I'm not sure if anyone will be able to suggest anything but I'm at the stage where I feel like anything is worth a try.
FTM to DD 18 weeks and I'm feeling mentally, physically and emotionally worn out. My friends who are also on mat leave seem to be enjoying it, I just feel like I must be missing something. People keep saying it gets easier but so far it just seems to get harder.
DD is EBF and she feeds at least 14 times a day, it's impossible to express to get a break because I'm always feeding her. I've been told my supply is more than adequate.

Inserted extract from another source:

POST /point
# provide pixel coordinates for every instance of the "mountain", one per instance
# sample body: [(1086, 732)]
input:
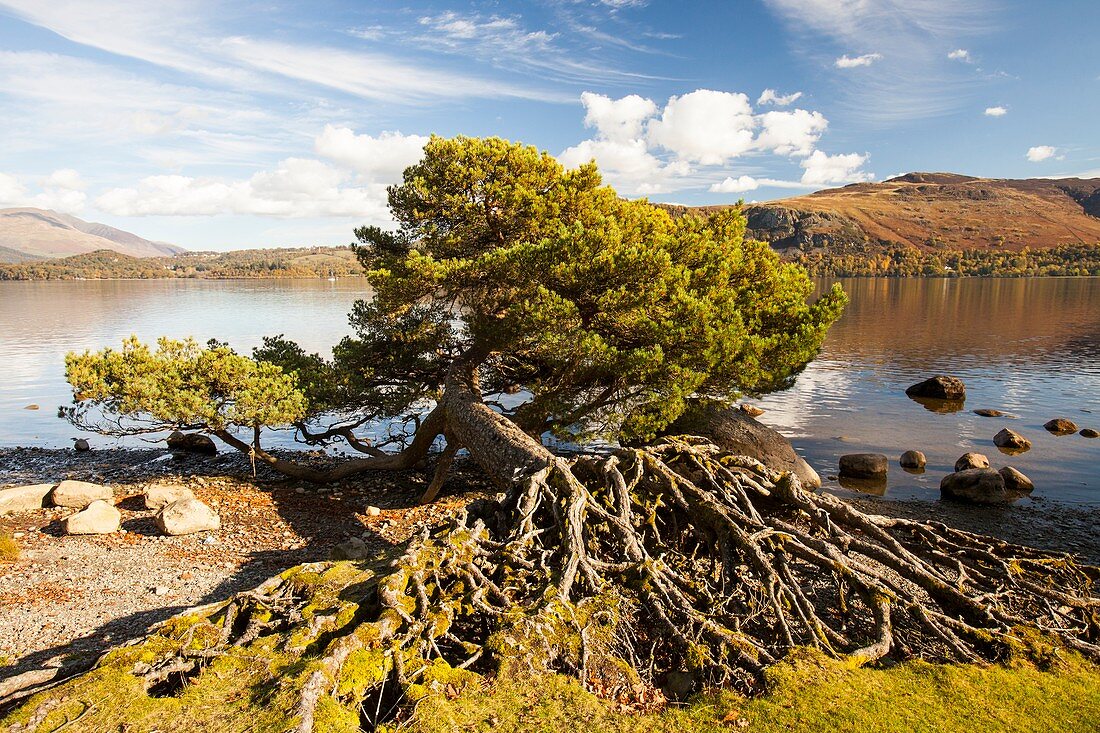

Trying to make her sleep is like pulling teeth, I often spend the whole evening in the bedroom with her, which makes eating dinner and doing anything for me very difficult. I can't remember the last time I watched any tv. There is no reliable way to make her nap. She might sleep for up to 3/4 hr stretches at night but equally might be up 8 times a night. I'm starting to feel like there's no point going out in case I can persuade her to nap. I've tried co sleeping although it's not something I'm keen on but I found the recommended position too uncomfortable to get much sleep.
DH tries to help but he's a shift worker with long hours, and it feels like there's not much he can do when it's always boob she wants. I have no idea when we last DTD... My mum and other relatives do what they can but again there's only so much they can do. They often stress me out with advice like "just wean her early and everything will be ok." I know they're well meaning because they literally dote on DD but it still frustrates me.
She won't tolerate more than 5-10 mins not being held during the day and doesn't seem to like the sling now. I've ordered a carrier to try instead in case that helps. It feels like most of the day she is either crying or feeding, which makes me sad because I feel I can't be meeting her needs somehow and I just want her to be happy.
Thanks if you managed to read all of this and in advance for any advice!